In a bid to ensure that Australians remain financially protected from acts of terrorism, the Turnbull government has commenced the 2018 review of the Terrorism Insurance Act 2003 – a move welcomed by the Australian Reinsurance Pool Corporation (ARPC).
The act established a scheme for replacement terrorism insurance coverage for commercial property, associated business interruption, and public liability claims, as well as the ARPC as a statutory authority to administer the scheme.
The review, undertaken every three years, will assess the need for the scheme to continue to operate. It will be delivered to the government by the end of the year and will cover the following issues:
- whether there continues to be market failure in the private sector supply of terrorism insurance;
- whether scheme pricing could be enhanced to recognise and reward risk mitigation;
- whether there should be threshold level of losses to eligible property before commencing the process to declare a terrorist incident for the purposes of the TI act;
- whether the strategic settings for the scheme design remain appropriate; and
- any other matters that Treasury consider of importance to the operation of the scheme.
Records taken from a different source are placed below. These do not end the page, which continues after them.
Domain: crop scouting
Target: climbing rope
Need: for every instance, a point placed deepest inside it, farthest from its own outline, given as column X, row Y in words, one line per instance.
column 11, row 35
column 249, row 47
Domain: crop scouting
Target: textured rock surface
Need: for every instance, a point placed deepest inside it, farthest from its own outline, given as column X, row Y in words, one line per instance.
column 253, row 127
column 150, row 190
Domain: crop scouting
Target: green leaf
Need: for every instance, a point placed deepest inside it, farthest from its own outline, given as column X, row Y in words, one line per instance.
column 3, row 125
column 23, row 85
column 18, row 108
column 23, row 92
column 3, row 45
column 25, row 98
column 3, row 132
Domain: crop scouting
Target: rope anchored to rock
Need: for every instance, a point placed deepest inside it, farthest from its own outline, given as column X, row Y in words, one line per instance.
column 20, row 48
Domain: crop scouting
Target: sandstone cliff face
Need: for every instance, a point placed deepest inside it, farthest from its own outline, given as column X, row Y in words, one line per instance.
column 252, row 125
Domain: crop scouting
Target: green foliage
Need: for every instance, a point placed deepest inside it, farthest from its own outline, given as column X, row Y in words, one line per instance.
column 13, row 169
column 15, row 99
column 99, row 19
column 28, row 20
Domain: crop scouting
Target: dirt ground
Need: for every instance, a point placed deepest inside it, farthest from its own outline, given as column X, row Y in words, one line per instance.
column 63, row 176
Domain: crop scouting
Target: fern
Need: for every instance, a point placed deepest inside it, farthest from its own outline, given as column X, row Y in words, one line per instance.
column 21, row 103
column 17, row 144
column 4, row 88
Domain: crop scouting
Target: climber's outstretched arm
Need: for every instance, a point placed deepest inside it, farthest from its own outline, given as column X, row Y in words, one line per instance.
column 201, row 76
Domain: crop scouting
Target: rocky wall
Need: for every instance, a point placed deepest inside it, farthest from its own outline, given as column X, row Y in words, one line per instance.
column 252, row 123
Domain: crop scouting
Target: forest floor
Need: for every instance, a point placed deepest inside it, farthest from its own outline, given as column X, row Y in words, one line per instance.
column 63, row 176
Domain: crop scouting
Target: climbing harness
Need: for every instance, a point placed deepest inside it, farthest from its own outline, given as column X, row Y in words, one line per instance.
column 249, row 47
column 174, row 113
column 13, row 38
The review will also tackle the following emerging issues:
- whether the risk of cyber terrorism causing physical property damage should be included in the scheme by removing the scheme regulations exclusion for computer crime and overriding policy exclusions for cyber terrorism; and
- the extent of coverage available for terrorism incidents causing harm to people including armed assault.
ARPC said it will support the review, including answering stakeholder queries and connecting stakeholders to the Treasury if they wish to provide input to the review.
“I am very pleased to welcome the 2018 triennial review terms of reference and look forward to supporting the Treasury in undertaking this important work,” said Christopher Wallace, ARPC chief executive. “The four previous triennial reviews of the ARPC Scheme have ensured that the scheme remains fit for purpose.”
Stakeholders are urged to write their submissions on the issues raised in the terms of reference by June 30.